Science – Fact or Fiction – BBC Radio 4 Today had Humphries in a debate with Steve Jones and George Monbiot about science stories that have a big picture story or “grand narrative” overlaid on what must be hughely complex reality – UK MMR Vaccine, GM Foods, Cloning, Global Warming etc. The fact being that one piece of science (even good science) can be seized on to support the case for the grand narrative, which takes on much greater significance than that specific piece of science, even cutting across scientific evidence to the contrary. Bjorn Lomborg was cited as an example of someone who had dared to pick up on the scientific counter evidence to spin the story opposing the received wisdom behind the global warming “problem”. [See also] Either way both stories are spin – for or against – so how do you decide the truth ?

The interesting point is that whilst both scientists accepted this, both knew which of the grand narratives they believed, and both accepted the reality of the negative reaction generated when someone dares to suggest the opposite view is scientifically supportable.

The Last Post

The Last PostDon Box via Leon. (Follow the link to the Richard Stevens Obit !). Interesting given the concern when Jorn went AWOL – just exactly how is your blog supposed to know when you’ve popped your clogs ? A new opportunity for lawyers perhaps – writing special instructions into wills ? [Jorn is OK by the way, unlike Richard Stevens.]

More Dave Snowden

More Dave SnowdenKurz and Snowden in IBM’s Systems Journal [via Ton]
The paper behind the slide presentation below.
[Interview with Dave Snowden][Also here][And here]

We also discover that ….
Cynefin (pronounced kun-ev’in) is a Welsh word with no direct equivalent in English
As a noun it is translated as “habitat,” as an adjective to convey “acquainted” or “familiar.”

Could I suggest – comfort zone – perhaps ?

KM Meets Pirsig

KM Meets Pirsig – I was impressed by David Snowden’s contribution to the European Knowledge Management conference as reported by Ton.

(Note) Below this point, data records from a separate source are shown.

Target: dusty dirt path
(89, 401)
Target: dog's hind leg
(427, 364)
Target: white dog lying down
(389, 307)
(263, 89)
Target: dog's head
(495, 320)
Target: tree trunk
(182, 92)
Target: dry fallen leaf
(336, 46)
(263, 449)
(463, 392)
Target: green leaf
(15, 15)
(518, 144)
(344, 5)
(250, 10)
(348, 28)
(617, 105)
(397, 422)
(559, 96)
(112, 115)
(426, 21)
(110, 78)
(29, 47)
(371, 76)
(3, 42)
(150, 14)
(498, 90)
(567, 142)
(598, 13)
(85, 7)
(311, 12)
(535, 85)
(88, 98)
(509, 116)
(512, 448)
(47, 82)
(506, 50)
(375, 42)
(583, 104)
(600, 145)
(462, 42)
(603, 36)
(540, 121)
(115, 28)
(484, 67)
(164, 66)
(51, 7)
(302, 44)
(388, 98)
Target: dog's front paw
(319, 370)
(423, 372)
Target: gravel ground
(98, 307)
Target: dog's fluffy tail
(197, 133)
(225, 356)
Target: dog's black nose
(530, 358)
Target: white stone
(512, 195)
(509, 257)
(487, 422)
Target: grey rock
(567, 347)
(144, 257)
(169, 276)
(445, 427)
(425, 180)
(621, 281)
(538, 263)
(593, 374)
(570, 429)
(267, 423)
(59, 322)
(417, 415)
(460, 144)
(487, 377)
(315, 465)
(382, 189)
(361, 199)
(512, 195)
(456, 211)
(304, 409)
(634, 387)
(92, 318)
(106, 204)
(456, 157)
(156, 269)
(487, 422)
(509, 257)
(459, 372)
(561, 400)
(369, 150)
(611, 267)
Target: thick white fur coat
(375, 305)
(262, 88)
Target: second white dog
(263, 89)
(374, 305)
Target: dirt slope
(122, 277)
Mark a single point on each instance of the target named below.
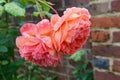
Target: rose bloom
(35, 44)
(71, 30)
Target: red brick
(105, 76)
(116, 66)
(106, 50)
(99, 8)
(105, 22)
(115, 5)
(87, 44)
(116, 36)
(57, 3)
(70, 3)
(99, 36)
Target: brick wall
(104, 42)
(105, 36)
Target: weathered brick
(106, 50)
(101, 63)
(71, 3)
(115, 5)
(116, 65)
(106, 22)
(116, 36)
(105, 76)
(87, 44)
(100, 36)
(99, 8)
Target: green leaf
(78, 55)
(3, 49)
(4, 62)
(13, 9)
(1, 10)
(2, 1)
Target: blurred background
(97, 60)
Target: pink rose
(71, 30)
(35, 44)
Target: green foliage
(2, 1)
(84, 71)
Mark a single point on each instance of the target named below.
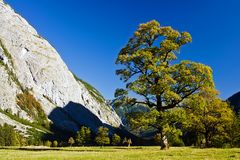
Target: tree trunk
(164, 142)
(207, 144)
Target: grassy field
(120, 153)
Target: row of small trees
(84, 137)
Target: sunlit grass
(121, 153)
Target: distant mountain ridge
(37, 86)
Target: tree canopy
(154, 77)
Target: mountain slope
(34, 80)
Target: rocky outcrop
(29, 62)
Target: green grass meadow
(119, 153)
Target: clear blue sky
(88, 34)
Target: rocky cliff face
(28, 63)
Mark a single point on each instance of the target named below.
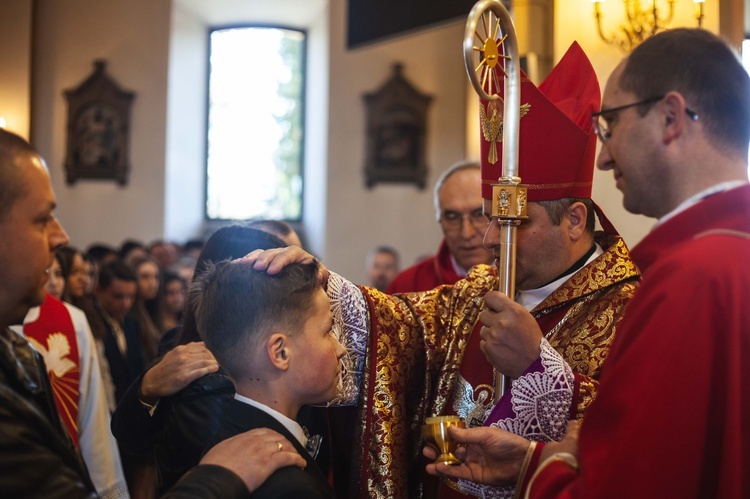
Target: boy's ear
(577, 214)
(277, 349)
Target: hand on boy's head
(273, 260)
(254, 455)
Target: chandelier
(642, 20)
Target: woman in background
(173, 301)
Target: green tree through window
(255, 123)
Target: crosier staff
(489, 24)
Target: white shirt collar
(692, 200)
(290, 424)
(532, 297)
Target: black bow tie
(313, 443)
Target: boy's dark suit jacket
(289, 482)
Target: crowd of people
(278, 377)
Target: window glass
(255, 124)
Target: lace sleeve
(541, 400)
(351, 326)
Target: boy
(272, 336)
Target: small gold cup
(435, 434)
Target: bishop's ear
(577, 215)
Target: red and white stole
(53, 335)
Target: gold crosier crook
(491, 53)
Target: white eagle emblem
(56, 353)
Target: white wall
(399, 215)
(343, 220)
(184, 198)
(133, 37)
(15, 65)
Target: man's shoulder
(416, 277)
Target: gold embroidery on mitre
(492, 127)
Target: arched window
(255, 141)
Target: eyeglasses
(454, 221)
(605, 133)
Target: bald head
(12, 148)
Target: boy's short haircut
(237, 307)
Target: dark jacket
(180, 427)
(37, 457)
(285, 483)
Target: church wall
(399, 215)
(132, 36)
(344, 219)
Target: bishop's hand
(511, 337)
(489, 455)
(275, 259)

Well I see David’s presentation at the launch of the London Knowledge Network includes a quote from Pirsig as his second slide.

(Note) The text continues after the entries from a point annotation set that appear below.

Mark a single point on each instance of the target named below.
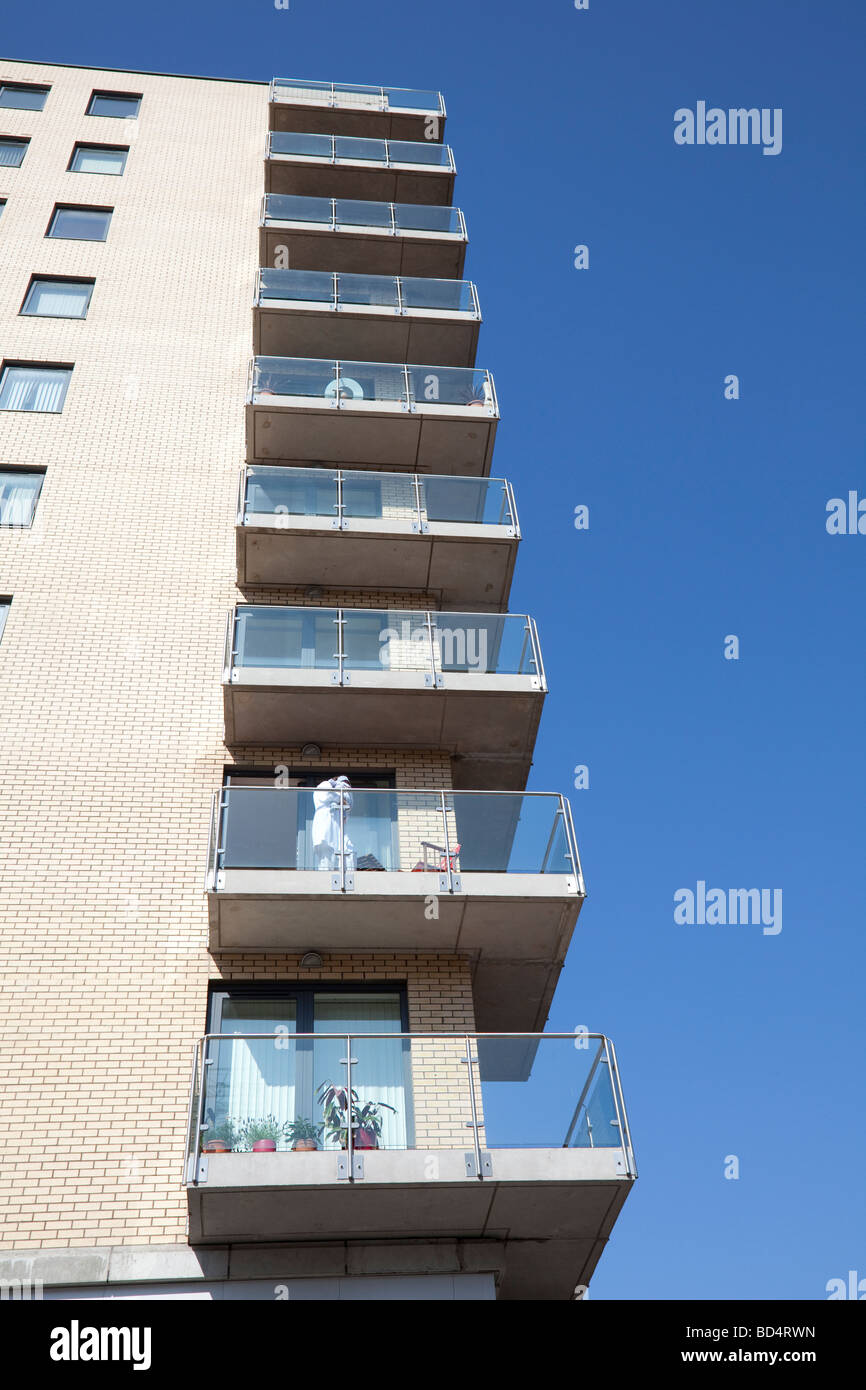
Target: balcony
(371, 414)
(467, 684)
(342, 166)
(376, 317)
(520, 1143)
(344, 109)
(502, 869)
(371, 238)
(455, 538)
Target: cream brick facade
(111, 719)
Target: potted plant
(338, 1102)
(303, 1134)
(223, 1137)
(263, 1134)
(474, 395)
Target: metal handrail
(451, 873)
(414, 481)
(424, 616)
(605, 1054)
(395, 230)
(409, 399)
(339, 296)
(331, 89)
(446, 164)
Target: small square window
(99, 159)
(39, 389)
(79, 224)
(120, 104)
(11, 152)
(57, 298)
(22, 96)
(20, 491)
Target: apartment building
(280, 922)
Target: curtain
(18, 498)
(99, 161)
(11, 154)
(34, 388)
(255, 1077)
(57, 299)
(382, 1064)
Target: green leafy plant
(300, 1129)
(227, 1130)
(337, 1101)
(266, 1127)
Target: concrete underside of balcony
(463, 567)
(541, 1221)
(441, 438)
(364, 253)
(362, 123)
(284, 328)
(488, 717)
(516, 944)
(360, 182)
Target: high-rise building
(266, 578)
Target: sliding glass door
(273, 1080)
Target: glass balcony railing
(345, 498)
(341, 831)
(399, 293)
(349, 95)
(381, 640)
(376, 1089)
(339, 213)
(353, 149)
(352, 384)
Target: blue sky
(706, 517)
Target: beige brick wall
(110, 702)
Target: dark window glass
(22, 96)
(123, 104)
(18, 495)
(81, 224)
(59, 298)
(11, 152)
(97, 159)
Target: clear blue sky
(706, 519)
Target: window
(20, 491)
(120, 104)
(79, 224)
(24, 387)
(250, 1079)
(22, 96)
(99, 159)
(11, 152)
(57, 298)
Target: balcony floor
(548, 1212)
(282, 328)
(359, 181)
(515, 929)
(463, 567)
(359, 252)
(370, 434)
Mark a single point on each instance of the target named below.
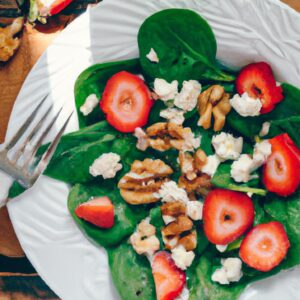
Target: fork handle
(6, 182)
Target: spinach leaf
(284, 118)
(72, 166)
(289, 125)
(223, 179)
(287, 211)
(131, 273)
(125, 218)
(202, 287)
(93, 81)
(185, 45)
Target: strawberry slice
(265, 246)
(282, 169)
(58, 6)
(226, 215)
(258, 81)
(98, 211)
(169, 279)
(126, 102)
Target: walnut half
(213, 101)
(192, 179)
(163, 136)
(144, 180)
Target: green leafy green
(202, 287)
(284, 118)
(93, 81)
(125, 217)
(222, 179)
(182, 55)
(131, 273)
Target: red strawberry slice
(169, 279)
(265, 246)
(58, 6)
(258, 81)
(282, 169)
(226, 215)
(126, 101)
(98, 211)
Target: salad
(185, 171)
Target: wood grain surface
(12, 75)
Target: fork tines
(24, 169)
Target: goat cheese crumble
(173, 115)
(245, 105)
(165, 91)
(170, 192)
(188, 96)
(227, 146)
(168, 219)
(242, 168)
(152, 56)
(211, 165)
(106, 165)
(194, 210)
(182, 258)
(262, 150)
(231, 271)
(265, 129)
(88, 106)
(142, 143)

[Quote] Traditional scientific method has always been at the very best 20-20 hindsight. It’s good for seeing where you’ve been. It’s good for testing the truth of what you think you know, but it can’t tell you where you ought to go. [Unquote] Pisrig ZMM

David Snowden is head of IBM’s consultancy Cynefin Centre.

How mainstream can Pirsig get ?

[Post Note : My basic take on this has always been that objective “scientific” rationale tends to be a post-rationalisation, justification, apportioning (or deflecting) blame, showing just-cause, attributing success, etc but has little use in “decision making” about what you should do next.]

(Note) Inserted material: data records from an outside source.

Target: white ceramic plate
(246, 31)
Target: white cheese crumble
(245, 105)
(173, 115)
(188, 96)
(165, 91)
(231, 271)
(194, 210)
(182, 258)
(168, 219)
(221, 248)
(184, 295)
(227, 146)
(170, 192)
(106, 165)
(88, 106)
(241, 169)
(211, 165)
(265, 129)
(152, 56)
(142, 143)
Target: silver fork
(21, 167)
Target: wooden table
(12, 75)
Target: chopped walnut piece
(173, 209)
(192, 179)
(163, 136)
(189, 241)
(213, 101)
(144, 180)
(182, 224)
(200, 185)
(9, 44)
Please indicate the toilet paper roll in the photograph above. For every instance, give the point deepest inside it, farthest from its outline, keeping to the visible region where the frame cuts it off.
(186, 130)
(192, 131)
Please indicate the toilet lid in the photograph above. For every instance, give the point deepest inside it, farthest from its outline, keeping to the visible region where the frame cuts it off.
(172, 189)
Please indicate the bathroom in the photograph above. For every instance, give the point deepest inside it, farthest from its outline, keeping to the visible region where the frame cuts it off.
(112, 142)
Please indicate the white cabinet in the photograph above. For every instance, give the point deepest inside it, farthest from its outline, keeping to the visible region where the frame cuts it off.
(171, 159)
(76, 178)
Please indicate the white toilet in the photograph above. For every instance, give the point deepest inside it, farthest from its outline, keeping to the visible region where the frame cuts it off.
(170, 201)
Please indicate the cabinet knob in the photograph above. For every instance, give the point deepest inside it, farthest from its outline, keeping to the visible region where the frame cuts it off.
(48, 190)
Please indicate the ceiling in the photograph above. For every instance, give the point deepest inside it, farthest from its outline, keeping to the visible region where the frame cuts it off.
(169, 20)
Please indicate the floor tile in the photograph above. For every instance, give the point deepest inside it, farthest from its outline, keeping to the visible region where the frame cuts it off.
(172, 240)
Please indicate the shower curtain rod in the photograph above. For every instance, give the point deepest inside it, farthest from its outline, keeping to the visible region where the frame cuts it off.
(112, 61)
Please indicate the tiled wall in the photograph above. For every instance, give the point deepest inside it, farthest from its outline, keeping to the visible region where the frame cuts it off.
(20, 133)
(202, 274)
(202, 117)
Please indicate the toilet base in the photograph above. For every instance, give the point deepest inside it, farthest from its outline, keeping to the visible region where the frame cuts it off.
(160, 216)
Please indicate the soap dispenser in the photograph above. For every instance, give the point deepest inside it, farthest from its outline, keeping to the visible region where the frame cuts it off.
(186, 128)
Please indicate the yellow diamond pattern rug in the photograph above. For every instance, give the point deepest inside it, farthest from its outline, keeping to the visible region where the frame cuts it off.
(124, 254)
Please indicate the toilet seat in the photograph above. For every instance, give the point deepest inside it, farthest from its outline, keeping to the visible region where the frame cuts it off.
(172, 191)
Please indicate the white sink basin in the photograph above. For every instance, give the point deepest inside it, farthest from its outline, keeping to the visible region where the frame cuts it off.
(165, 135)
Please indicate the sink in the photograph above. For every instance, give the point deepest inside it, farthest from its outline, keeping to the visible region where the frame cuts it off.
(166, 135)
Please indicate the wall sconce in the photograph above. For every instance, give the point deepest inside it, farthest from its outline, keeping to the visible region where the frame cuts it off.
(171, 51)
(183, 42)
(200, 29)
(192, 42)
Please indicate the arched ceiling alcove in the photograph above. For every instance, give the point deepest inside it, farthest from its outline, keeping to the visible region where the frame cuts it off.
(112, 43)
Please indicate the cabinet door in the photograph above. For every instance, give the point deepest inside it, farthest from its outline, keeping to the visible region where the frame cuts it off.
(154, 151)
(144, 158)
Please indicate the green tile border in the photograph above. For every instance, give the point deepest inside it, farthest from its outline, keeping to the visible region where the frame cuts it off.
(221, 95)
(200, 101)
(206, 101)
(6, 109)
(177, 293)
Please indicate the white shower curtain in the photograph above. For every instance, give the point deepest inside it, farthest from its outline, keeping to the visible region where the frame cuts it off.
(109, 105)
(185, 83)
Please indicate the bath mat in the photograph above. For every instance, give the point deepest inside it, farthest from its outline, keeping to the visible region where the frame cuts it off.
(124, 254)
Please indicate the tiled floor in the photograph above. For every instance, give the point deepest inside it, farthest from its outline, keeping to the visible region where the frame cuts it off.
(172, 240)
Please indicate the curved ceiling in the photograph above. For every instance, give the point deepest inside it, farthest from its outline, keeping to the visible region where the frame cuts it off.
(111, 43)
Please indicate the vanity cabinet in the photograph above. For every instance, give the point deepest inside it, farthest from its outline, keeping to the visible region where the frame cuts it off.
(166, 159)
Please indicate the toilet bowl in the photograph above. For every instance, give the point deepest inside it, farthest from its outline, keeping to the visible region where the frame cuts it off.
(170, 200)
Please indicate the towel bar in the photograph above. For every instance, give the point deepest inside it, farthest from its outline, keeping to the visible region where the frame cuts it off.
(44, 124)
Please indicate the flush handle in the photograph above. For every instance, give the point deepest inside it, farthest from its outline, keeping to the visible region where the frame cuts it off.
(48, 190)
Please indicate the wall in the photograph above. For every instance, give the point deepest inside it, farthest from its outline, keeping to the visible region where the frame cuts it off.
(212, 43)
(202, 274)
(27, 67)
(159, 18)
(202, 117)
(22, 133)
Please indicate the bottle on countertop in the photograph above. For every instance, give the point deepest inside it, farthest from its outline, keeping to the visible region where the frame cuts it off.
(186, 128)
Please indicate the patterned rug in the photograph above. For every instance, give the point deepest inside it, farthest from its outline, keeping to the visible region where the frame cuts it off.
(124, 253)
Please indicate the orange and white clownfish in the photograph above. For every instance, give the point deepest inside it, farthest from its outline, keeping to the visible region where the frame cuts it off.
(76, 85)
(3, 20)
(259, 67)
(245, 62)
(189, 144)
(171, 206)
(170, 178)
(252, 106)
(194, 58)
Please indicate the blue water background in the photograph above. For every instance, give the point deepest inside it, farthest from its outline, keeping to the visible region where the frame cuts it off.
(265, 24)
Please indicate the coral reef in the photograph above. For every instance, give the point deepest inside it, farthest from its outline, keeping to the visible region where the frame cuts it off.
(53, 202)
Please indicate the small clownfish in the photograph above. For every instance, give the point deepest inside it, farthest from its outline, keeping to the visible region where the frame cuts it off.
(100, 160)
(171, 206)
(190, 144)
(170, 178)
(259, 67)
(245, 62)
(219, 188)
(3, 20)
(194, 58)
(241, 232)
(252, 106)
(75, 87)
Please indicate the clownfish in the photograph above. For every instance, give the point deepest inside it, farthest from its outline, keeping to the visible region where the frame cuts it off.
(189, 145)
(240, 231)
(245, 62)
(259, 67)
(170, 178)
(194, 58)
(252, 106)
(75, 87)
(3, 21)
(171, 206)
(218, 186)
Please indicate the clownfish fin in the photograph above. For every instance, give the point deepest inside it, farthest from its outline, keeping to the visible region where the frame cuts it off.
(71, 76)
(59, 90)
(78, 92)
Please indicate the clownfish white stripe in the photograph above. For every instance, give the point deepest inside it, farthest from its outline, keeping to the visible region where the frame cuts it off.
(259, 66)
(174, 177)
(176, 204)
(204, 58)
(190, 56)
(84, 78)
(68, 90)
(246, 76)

Talking of which … On slide 6 (with build) he uses “Edge of Chaos” to denote that transition from ordered to chaotic, just as does Mark Maxwell in his “Sweet Spot” essay on MoQ.

Paul, Seb, Ton, take a look also at slide 7 in our discussion about ontologies – this is my point …. we need “emergent ontologies”, where the data preceeds the fixed framework. I particularly love to see this presented as an anitidote to that old consultancy cliche the Boston Consulting Group’s 2×2 grid ! Although David goes on to use what look like 2×2 grids in caricature, it is significant that the distortion involves non-clear-cut dividing lines and oddly shaped grey-areas or no-man’s-lands.

Also liked the Tom Peters “Ready, Fire, Aim” allusion on slide 8, where the complex and chaotic dynamic patterns involve action before sensing and responding. The “guided missile” response as I like to think of it.

Blogging Categorisation / Taxonomies

Blogging Categorisation / Taxonomies – Been corresponding with Paul Kelly on this subject. I remember starting a similar thread with Seb at least a year ago, and notice [via Paul] that Tim Bray [ongoing] is well on top of this subject. (By the way guys, when we have the tools I have some good sources of very generic taxonomy frameworks, rather than fixed taxonomies – being based on the nature of the relationships rather than intrinsic classification of the nodes.)